Kanjilal, 46, a pediatrician and father of two who had been trying to build his children's education fund, also claimed that he lost about US$311,000 in JDS Uniphase Inc. due to a long-term inflated rating, according to the case filing.

A spokesman for Merrill Lynch, which is the nation's largest brokerage firm, said Friday that it had settled the arbitration case to "avoid the further distraction and expense of protracted litigation."

Joe Cohen added that "all claims with respect Henry Blodget and Henry Blodget himself were dismissed from this case."

The case comes as brokerage firms face growing criticism that Wall Street analysts aren't independent enough from the companies they tout. They have been accused of being cheerleaders for companies the analysts' investment firms own stock in or do business for, giving investors biased advice.

The Securities and Exchange Commission warned investors last month to take the stock recommendations of financial analysts with a grain of salt. In Congress, lawmakers are putting together a group of experts to review the new Wall Street guidelines.

In addition, the Securities Industry Association, Wall Street's biggest trade group, recently unveiled new voluntary guidelines for analysts, requiring analysts to clearly disclose their holdings in companies they cover and prohibit them from trading against their own recommendations. The guidelines also say analysts should not have their pay directly linked to the investment banking transactions handled by their firms for companies they cover.

The ramifications of the arbitration case, the settlement of which was first reported by The Wall Street Journal, are unclear. It is costly to file such cases, so it may only be worthwhile for those investors with big losses. But Merrill Lynch's willingness to settle does raise the idea that investors do have some recourse.

Jacob Zamansky, an attorney with Zamansky & Associates in New York, represented Kanjilal and said he is looking into similar cases against other brokerages.

"The regulators need to step in with clear and firm new disclosure rules for analysts," Zamansky said.

Under the arbitration case, Kanjilal said he bought 4,600 shares of Infospace stock at the split-adjusted price of US$122 to US$133 a share in March 2000. The claim states that as tech stocks began to weakened, he was concerned about his positions, and spoke daily to his broker, Michael Healy, about the situation. Healy, according to the claim, told him to "sit tight" and not sell.

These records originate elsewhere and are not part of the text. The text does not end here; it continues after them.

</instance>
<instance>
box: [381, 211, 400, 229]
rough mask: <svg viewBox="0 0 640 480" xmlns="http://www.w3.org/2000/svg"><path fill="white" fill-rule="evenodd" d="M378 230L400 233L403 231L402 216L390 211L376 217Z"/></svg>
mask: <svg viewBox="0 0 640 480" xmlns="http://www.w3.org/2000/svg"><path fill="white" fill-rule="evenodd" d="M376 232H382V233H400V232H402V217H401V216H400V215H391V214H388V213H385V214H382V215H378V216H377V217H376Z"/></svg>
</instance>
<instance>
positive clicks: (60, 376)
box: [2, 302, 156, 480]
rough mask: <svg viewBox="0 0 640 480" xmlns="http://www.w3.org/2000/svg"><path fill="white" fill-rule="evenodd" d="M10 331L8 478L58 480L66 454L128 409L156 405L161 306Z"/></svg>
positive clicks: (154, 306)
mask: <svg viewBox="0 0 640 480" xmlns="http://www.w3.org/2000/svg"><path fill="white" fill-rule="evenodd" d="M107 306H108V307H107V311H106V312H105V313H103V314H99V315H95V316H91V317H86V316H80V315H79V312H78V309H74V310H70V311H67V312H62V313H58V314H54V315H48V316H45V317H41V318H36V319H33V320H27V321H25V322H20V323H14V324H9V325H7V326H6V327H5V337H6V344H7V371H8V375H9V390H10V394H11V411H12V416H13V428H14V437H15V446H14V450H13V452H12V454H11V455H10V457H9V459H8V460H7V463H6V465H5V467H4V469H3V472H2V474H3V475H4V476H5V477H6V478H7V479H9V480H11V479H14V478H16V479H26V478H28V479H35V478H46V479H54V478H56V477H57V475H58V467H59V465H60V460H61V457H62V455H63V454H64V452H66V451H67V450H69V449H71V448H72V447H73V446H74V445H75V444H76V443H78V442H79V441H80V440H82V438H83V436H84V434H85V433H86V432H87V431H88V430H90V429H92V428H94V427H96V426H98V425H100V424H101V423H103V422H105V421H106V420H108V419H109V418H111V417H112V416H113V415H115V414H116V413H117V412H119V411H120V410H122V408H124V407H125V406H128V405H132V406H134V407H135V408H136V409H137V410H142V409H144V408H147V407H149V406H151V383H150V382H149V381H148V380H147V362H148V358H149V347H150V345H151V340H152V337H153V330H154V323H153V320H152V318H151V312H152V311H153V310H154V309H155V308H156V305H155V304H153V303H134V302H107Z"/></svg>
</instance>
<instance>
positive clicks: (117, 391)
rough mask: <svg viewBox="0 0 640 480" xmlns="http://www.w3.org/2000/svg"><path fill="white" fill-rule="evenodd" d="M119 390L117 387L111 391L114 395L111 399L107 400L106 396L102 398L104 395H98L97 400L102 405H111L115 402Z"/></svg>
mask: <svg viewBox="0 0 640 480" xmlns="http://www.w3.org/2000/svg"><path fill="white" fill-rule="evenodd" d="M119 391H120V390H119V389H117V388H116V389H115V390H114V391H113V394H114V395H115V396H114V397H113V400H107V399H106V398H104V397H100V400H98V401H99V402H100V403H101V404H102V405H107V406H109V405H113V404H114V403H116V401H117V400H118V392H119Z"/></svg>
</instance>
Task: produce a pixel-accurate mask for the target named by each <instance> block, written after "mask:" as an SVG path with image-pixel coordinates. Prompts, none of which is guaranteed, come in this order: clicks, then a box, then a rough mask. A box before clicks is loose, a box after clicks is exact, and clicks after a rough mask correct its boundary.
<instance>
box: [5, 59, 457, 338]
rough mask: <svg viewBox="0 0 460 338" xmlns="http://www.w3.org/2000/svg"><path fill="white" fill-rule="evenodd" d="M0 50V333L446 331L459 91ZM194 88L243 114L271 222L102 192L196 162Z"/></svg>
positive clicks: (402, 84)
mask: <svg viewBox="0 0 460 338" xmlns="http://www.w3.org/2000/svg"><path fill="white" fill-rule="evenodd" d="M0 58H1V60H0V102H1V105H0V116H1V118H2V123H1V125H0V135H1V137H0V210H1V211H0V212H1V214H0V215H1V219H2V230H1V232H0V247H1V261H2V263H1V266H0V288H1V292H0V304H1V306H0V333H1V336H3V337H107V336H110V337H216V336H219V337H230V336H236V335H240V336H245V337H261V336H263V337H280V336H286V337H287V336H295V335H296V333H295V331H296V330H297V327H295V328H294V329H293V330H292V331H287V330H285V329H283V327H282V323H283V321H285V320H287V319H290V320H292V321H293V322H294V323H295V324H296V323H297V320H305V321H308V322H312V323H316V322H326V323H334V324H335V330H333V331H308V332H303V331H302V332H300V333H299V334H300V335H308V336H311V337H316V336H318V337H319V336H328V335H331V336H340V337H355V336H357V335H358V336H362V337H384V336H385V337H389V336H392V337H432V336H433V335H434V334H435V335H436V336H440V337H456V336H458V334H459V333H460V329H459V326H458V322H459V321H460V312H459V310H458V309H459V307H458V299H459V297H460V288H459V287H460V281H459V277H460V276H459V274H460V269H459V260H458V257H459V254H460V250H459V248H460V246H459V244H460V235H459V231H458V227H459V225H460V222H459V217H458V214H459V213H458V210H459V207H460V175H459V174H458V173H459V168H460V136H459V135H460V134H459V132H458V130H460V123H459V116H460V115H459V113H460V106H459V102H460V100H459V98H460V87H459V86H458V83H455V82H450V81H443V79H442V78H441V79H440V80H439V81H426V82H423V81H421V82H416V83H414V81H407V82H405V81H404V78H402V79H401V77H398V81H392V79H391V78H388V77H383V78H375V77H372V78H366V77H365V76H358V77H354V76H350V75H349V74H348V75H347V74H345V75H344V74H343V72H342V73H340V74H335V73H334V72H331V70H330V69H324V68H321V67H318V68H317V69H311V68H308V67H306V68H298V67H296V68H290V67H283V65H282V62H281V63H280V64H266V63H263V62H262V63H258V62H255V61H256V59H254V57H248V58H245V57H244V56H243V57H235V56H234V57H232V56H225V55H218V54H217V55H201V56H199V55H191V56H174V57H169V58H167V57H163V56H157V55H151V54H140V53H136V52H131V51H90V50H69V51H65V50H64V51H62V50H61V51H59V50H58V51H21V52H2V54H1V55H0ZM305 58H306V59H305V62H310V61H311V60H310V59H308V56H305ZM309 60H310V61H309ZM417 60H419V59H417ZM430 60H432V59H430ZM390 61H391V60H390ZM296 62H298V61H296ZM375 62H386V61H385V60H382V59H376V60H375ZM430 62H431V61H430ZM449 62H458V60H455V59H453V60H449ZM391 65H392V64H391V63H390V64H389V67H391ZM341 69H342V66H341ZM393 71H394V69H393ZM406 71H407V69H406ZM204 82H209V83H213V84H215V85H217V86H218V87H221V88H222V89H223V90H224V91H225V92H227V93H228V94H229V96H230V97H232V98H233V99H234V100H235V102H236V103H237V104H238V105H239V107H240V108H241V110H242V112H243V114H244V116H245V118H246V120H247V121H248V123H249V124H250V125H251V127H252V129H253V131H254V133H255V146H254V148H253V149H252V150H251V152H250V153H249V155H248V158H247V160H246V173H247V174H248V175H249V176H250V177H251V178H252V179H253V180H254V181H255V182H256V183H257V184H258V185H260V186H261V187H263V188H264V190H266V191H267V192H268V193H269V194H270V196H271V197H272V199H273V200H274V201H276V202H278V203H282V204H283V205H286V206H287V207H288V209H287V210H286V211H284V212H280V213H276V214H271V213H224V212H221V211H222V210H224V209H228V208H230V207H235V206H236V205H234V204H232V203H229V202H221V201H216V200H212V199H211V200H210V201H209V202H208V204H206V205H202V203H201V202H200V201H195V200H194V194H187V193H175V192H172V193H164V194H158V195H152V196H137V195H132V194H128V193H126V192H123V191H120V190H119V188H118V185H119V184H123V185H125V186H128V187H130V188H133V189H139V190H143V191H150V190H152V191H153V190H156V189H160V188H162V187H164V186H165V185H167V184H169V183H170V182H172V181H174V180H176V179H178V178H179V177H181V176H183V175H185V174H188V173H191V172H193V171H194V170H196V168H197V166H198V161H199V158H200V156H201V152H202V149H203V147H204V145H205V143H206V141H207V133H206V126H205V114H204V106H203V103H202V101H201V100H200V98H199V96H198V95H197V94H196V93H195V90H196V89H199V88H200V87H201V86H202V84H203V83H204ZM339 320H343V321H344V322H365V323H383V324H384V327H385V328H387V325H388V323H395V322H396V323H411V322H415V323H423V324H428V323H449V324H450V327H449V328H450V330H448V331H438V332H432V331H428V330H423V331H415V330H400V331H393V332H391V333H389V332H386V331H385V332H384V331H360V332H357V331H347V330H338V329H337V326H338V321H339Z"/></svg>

Infospace's shares, however, began to fall. In mid-May 2000, they were trading at around US$60 a share and then slipped to US$50 a share. Kanjilal noticed that the company's CEO was selling large positions of the stock. When asked about the situation, the broker said that there was nothing wrong with the company and reminded Kanjilal that Blodget had a "buy" recommendation on the stock and a US$100 price target.

By December, the stock had plummeted. Kanjilal heard on the news that Blodget had downgraded Infospace. Kanjilal called his broker and sold the stock for US$11 a share, losing about US$518,000.

According to the claim, Kanjilal later learned that Merrill Lynch had been retained as a financial adviser for another Internet company, Go2Net Inc, which Infospace purchased for about US$4 billion in July 2000. The case claims that the deal would have been jeopardized if Infospace shares had come under selling pressure

A similar situation happened with his investment in JDS Uniphase. In early 2000, he bought 6,800 shares of the company at a split-adjusted price of between US$64.50 and US$89.44. In March of that year, he had heard reports that the company was overvalued and put in a claim to sell at a split-adjusted price of US$120-US$130. His broker convinced him otherwise.

At numerous other times during the year, Kanjilal discussed the possibility of selling his shares but was dissuaded. Finally, in January of this year, Kanjilal sold the shares for US$45 each, for a total loss of US$311,619.

The US$400,000 that Kanjilal agreed to in the settlement was far below the amount he had originally sought from New York-based Merrill Lynch. According to the claim, he had asked for US$800,000 to recover his investment losses and US$10 million in punitive damages to "punish and deter respondents and other firms from engaging in similar conduct in the future."